Restrictive Versus Malabsorptive Bariatric Procedures in Obese Women of Reproductive Age

Aaron Purser1, Sallie McSwain1, Angel Farinas, MD2, Christian Cruz, MD2, Angelina Postoev, MD2, Christopher Ibikunle, MD2, Aliu Sanni, MD2. 1GRU/UGA Medical Partnership, 2Georgia Surgicare

INTRODUCTION: In 2011–2012 in the United States, 36% of adult women were obese, and the majority of women in early pregnancy were either overweight or obese. Increasing numbers of young women of reproductive age seek bariatric surgery each year to achieve sustained weight loss and improve associated co-morbidities. The objective of this study is to evaluate maternal and fetal outcomes following restrictive or malabsorptive bariatric surgery.

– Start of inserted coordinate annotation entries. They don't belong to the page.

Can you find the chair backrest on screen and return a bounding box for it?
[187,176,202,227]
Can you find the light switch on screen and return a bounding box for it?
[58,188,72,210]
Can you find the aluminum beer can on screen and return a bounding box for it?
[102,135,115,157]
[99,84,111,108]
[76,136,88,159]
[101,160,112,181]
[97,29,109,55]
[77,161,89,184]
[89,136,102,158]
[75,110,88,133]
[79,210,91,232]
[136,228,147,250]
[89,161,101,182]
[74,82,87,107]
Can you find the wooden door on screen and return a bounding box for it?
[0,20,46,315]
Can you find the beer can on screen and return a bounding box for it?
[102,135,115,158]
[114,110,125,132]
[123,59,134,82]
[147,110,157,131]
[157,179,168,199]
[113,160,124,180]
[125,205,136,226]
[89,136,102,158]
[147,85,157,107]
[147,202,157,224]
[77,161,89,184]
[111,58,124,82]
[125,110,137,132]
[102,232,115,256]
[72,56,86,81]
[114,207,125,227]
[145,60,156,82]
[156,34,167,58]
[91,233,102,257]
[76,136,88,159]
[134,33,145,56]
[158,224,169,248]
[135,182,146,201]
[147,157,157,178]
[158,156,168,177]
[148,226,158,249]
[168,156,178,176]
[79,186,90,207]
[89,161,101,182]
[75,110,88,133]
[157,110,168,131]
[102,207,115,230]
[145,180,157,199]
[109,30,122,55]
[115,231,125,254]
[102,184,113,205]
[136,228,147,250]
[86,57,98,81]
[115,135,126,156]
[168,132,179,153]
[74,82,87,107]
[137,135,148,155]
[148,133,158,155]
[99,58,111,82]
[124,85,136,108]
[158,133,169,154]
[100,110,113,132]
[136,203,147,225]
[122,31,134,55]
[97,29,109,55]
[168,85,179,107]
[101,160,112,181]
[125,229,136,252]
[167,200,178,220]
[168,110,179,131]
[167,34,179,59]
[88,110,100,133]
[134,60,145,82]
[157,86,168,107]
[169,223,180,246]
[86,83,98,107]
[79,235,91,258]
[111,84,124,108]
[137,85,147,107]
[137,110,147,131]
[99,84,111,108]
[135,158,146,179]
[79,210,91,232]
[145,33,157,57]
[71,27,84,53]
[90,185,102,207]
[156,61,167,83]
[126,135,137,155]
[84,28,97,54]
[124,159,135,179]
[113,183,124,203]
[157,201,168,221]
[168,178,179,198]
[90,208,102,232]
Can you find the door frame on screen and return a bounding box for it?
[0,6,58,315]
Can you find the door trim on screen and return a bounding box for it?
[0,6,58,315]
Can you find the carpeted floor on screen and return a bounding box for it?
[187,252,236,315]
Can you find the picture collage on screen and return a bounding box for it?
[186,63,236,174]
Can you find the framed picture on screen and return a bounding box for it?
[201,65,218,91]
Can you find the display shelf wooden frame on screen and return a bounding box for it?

METHODS: A systematic review was conducted through PubMed to identify relevant studies with comparative data on the potential adverse maternal and fetal outcomes when comparing restrictive vs malabsorptive bariatric procedures in obese women of reproductive age. Specifically, the different adverse outcomes when undergoing restrictive [laparoscopic sleeve gastrectomy, open vertical and laparoscopic adjustable gastric banding, silastic ring vertical gastroplasty] versus malabsorptive [gastric bypass (Roux-en-Y), and bilopancreatic diversion] bariatric procedures were all identified. The primary outcome analysed was fetal loss. Secondary outcomes included prematurity, NICU admissions, SGA (small for gestational age), APGAR scores, birth weight, and rate of caesarean delivery. Results are expressed as standard difference in means with standard error. Statistical analysis was done using fixed-effects meta-analysis to compare the mean value of the two groups. (Comprehensive Meta-Analysis Version 3.3.070 software; Biostat Inc., Englewood, NJ).

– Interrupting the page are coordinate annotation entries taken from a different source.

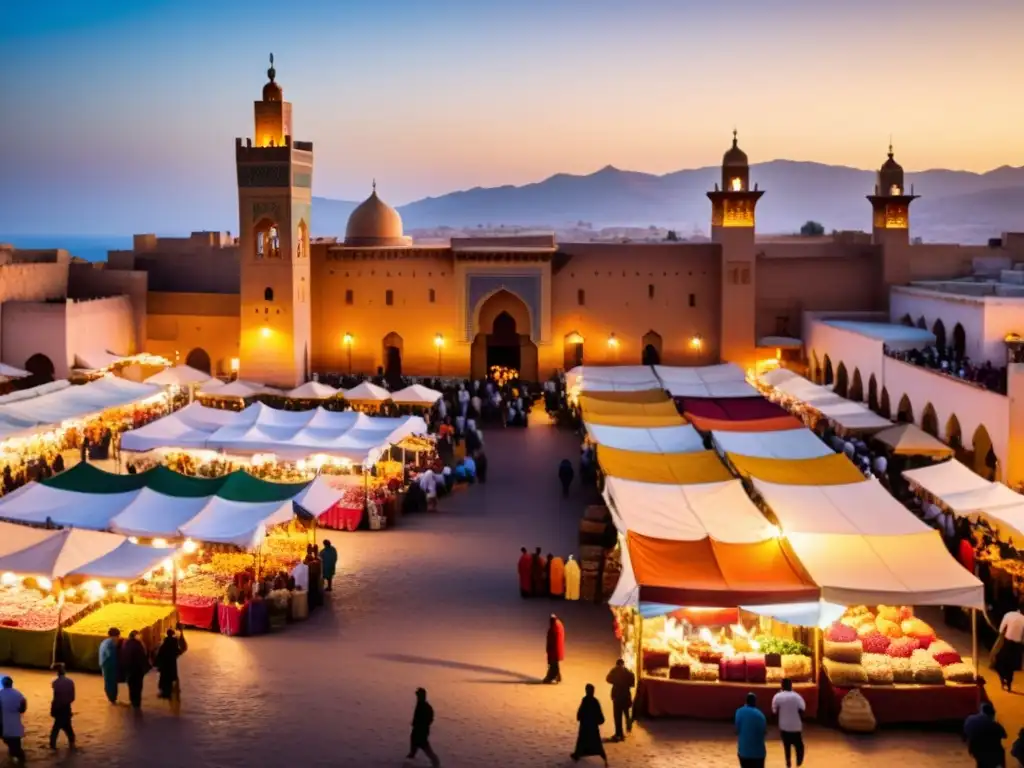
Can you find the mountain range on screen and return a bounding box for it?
[312,160,1024,243]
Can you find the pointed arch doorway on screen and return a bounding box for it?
[470,289,538,381]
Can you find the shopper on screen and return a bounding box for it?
[605,658,637,741]
[771,678,807,768]
[569,683,608,766]
[408,688,441,768]
[0,677,29,763]
[50,664,75,750]
[544,613,565,684]
[735,692,768,768]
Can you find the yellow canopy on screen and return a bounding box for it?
[597,445,733,485]
[726,454,866,485]
[874,424,953,459]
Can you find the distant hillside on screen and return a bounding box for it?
[313,160,1024,243]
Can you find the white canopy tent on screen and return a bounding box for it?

RESULTS: Four out of 94 studies were quantitatively assessed and included for meta-analysis, all of which included retrospective studies at a variety of institutions. Among the four studies, 511 births represented a past history of restrictive bariatric surgery, whereas 242 births represented a past history of malabsorptive bariatric surgeries. The incidence of SGA was noted to be significantly higher in patients undergoing malabsorptive bariatric surgery (-0.527±0.159, p<0.001) when compared to the restrictive surgery. There were no difference in the incidence of fetal loss (0.209±0.036, p<0.734), preterm labour (-0.055±0.103, p <0.592), NICU admissions (-0.083±0.179, p <0.642), rate of APGAR scores <7 at 5 mins (-0.081±0.120, p <0.504), birth weight (-0.023±0.113, p<0.841) and rate of Caesarean delivery (-0.001±0.122, p <0.996) amongst the two different procedures.

CONCLUSION: Restrictive or malabsorptive bariatric surgery offers similar outcomes in patients of reproductive age group that desire future pregnancies. Patients undergoing malabsorptive surgery may deliver babies of small gestational age when compared to the restrictive group.